Jackson responded that he dissented on June 5 to passing the four-pronged advice-standards package.
“The reason is very straightforward: My own view is that the law in the United States should be clear, that when there’s a conflict between an ordinary American investor and their financial advisor, the investor comes first,” Jackson said. “I think we should be unambiguous in all that we do in our work. And the rules that we adopted, including the interpretation you just mentioned, had instead a muddled standard that has to do with a balance between the various interests.”
Maloney then asked: “How do we correct this?”
Jackson responded that Section 913 of the Dodd-Frank Act allows the SEC “to set a uniform and strong standard with respect to investment advice in this country. I continue to think that’s an approach that we should give more consideration to.”
Jackson said he looks forward to seeing “how the package we’ve adopted plays out in the marketplace and whether we actually need to be much stronger in this area.”
Chairman Jay Clayton defended the agency’s Regulation Best Interest and its accompanying advisor standards during a question-and-answer session with Rep. Bill Huizenga, R-Mich.
“One of my colleagues said that you watered down the fiduciary duty as you moved this [advice-standards] package forward. Is that true?” Huizenga asked Clayton.
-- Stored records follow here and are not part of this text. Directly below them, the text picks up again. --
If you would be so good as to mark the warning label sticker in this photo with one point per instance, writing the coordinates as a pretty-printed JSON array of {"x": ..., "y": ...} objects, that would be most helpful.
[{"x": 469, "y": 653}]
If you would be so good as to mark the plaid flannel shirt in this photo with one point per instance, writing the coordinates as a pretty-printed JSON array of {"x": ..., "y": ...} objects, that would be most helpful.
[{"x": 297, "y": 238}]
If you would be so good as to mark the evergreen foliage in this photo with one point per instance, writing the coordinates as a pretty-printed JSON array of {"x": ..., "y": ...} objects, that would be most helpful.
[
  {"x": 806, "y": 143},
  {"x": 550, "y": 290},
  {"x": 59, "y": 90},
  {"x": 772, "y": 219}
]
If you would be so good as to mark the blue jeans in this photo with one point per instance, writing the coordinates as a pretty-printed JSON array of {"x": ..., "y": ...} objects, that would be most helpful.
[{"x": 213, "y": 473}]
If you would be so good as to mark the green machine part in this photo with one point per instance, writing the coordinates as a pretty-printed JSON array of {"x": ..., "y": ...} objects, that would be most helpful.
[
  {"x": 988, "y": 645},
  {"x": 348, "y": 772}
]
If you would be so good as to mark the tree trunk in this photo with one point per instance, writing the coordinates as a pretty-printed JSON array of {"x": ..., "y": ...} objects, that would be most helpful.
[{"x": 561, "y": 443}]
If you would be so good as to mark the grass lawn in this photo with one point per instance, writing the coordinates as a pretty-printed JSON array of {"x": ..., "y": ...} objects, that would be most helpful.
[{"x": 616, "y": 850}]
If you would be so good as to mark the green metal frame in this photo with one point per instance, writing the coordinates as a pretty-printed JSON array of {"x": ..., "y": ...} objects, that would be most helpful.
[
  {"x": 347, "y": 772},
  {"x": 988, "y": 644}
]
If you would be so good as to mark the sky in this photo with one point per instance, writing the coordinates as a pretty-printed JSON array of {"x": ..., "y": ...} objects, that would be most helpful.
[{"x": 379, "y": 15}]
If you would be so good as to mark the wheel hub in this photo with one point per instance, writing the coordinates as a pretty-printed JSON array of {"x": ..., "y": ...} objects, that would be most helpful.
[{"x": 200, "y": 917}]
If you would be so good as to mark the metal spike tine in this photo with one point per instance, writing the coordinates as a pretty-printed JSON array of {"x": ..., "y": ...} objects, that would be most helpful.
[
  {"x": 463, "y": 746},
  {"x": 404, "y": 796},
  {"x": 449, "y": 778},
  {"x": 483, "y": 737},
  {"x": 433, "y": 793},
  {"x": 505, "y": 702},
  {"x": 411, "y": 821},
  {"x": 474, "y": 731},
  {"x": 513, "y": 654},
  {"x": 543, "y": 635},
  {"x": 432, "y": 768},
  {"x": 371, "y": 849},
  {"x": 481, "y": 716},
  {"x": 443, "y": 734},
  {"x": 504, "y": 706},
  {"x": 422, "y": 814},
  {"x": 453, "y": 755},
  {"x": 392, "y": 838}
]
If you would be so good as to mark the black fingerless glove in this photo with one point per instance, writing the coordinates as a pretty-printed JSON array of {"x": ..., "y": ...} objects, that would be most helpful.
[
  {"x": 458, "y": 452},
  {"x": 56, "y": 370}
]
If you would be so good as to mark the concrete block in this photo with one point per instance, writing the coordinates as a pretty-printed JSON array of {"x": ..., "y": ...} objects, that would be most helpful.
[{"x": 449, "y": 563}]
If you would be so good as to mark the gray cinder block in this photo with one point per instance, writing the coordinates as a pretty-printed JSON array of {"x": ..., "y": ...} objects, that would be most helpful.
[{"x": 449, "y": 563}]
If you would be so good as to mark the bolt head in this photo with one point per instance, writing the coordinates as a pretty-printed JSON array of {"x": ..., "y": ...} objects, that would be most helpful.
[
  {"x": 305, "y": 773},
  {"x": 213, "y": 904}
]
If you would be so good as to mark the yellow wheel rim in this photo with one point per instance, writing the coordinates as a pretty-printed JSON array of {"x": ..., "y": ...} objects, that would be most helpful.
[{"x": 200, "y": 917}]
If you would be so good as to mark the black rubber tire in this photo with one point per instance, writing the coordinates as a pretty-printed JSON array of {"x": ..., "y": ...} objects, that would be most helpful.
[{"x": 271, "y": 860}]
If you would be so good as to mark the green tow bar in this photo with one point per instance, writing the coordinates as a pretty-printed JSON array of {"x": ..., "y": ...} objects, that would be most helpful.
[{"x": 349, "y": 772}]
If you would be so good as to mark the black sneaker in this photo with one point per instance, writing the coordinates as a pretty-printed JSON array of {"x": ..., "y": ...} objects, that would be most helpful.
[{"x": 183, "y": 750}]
“No. It’s not true,” Clayton responded. “On Regulation Best Interest, the obligations broker-dealers owe their retail clients — they have an overarching obligation that they can’t put their interests ahead of the clients.’ We have a clear disclosure obligation — they have to say how they make their money. We have a clear care obligation — you have to know your client. We have a conflict mitigation obligation.”